Last week the Oregon Department of Justice was awarded $9.4 million in civil damages against Talmage LLC and its founder, Edward Shugrue III. The opinion from the Multnomah County Circuit Court caps a two-year civil investigation resulting in a complaint against Shugrue and his firm, Talmage, for misconduct against the Oregon Public Employees Retirement Fund (OPERF) in violation of the Oregon Antitrust Law. The Court’s ruling in favor of the state occurred after a two-week trial before Judge Katharine von Ter Stegge.
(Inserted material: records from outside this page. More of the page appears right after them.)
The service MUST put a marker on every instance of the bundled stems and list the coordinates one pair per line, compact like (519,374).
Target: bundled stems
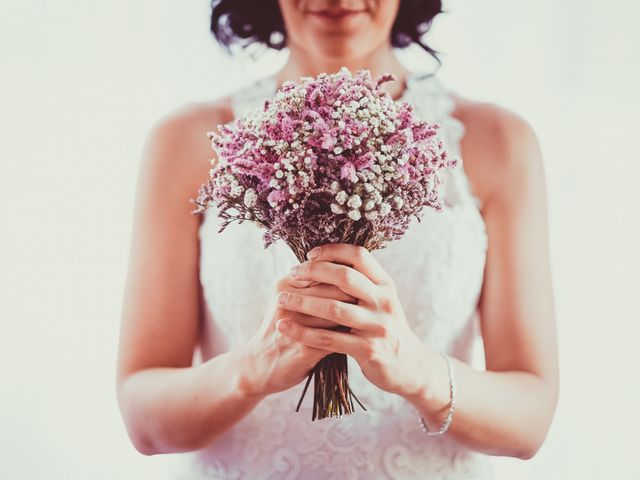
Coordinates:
(332,395)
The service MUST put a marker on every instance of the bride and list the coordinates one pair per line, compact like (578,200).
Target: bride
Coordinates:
(206,367)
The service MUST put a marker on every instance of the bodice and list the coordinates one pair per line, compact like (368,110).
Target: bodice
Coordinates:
(437,268)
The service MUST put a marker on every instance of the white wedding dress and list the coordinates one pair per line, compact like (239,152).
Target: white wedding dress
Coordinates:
(438,270)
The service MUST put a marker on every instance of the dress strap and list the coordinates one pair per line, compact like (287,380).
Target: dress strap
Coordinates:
(434,102)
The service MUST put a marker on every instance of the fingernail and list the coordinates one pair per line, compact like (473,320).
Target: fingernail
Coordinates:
(282,325)
(283,297)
Mr. Shugrue and his firm were responsible for investing over $400 million in pension fund money in the commercial real estate sector, having contracted with OPERF to serve as a fiduciary investment advisor between 2007 and 2017.
“Investment professionals who get caught betraying their duties to the Oregon pension will not get away with it,” said Attorney General Ellen Rosenblum.
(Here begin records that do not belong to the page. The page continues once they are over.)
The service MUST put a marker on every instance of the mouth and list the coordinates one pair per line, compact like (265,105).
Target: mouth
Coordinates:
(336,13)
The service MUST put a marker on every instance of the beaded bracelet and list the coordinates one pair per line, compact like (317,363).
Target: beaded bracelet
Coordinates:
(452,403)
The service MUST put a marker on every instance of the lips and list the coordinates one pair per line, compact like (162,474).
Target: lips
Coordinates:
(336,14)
Following revelations from an earlier action by the Securities & Exchange Commission against a Talmage subsidiary, Oregon DOJ launched an investigation of Mr. Shugrue in 2021. The investigation found that Shugrue’s firm had rigged the outcome of a series of collateralized debt obligation (CDO) auctions involving the sale of OPERF-owned financial assets, so that another Talmage affiliate fund could acquire the assets at an artificially discounted price. Subsequently, Mr. Shugrue, three of his personal friends, and his son’s trust fund strategically timed investments in the affiliate fund to deprive OPERF of millions in profits when its assets eventually re-sold at their true price.
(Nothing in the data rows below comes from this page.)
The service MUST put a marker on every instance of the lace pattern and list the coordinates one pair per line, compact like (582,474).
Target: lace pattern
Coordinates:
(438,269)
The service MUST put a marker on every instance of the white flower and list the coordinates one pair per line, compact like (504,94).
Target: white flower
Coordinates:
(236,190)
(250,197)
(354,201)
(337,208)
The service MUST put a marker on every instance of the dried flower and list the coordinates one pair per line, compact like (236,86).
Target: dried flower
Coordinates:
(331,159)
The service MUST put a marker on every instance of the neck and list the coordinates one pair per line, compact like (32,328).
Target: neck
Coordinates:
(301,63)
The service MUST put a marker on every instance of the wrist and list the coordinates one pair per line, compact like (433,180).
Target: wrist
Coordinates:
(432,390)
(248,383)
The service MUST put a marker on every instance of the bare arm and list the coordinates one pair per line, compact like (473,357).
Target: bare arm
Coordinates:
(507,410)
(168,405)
“As fiduciaries, we take seriously our responsibility to safeguard the retirement funds of Oregon’s public employees,” said State Treasurer Tobias Read. “We are committed to ensuring accountability and integrity in all of our investment practices and are pleased with the outcome secured by Attorney General Rosenblum and her team.”
The Court’s order concluded that the rigged sales violated the Oregon Antitrust Law and awarded the State $5,919,213 in treble damages. Additionally, the Court ordered Talmage to disgorge and pay back the investment management fees it charged OPERF during the life of the bid-rigging scheme, worth $2,996,434. Finally, finding that Mr. Shugrue breached his fiduciary duties and improperly enriched himself at OPERF’s expense, the order requires Mr. Shugrue to “disgorge” the profits he earned personally from the scheme, worth an additional $521,663.
AG Rosenblum commended the efforts of Senior Assistant Attorney General Brian de Haan and his team at DOJ’s Civil Enforcement Division.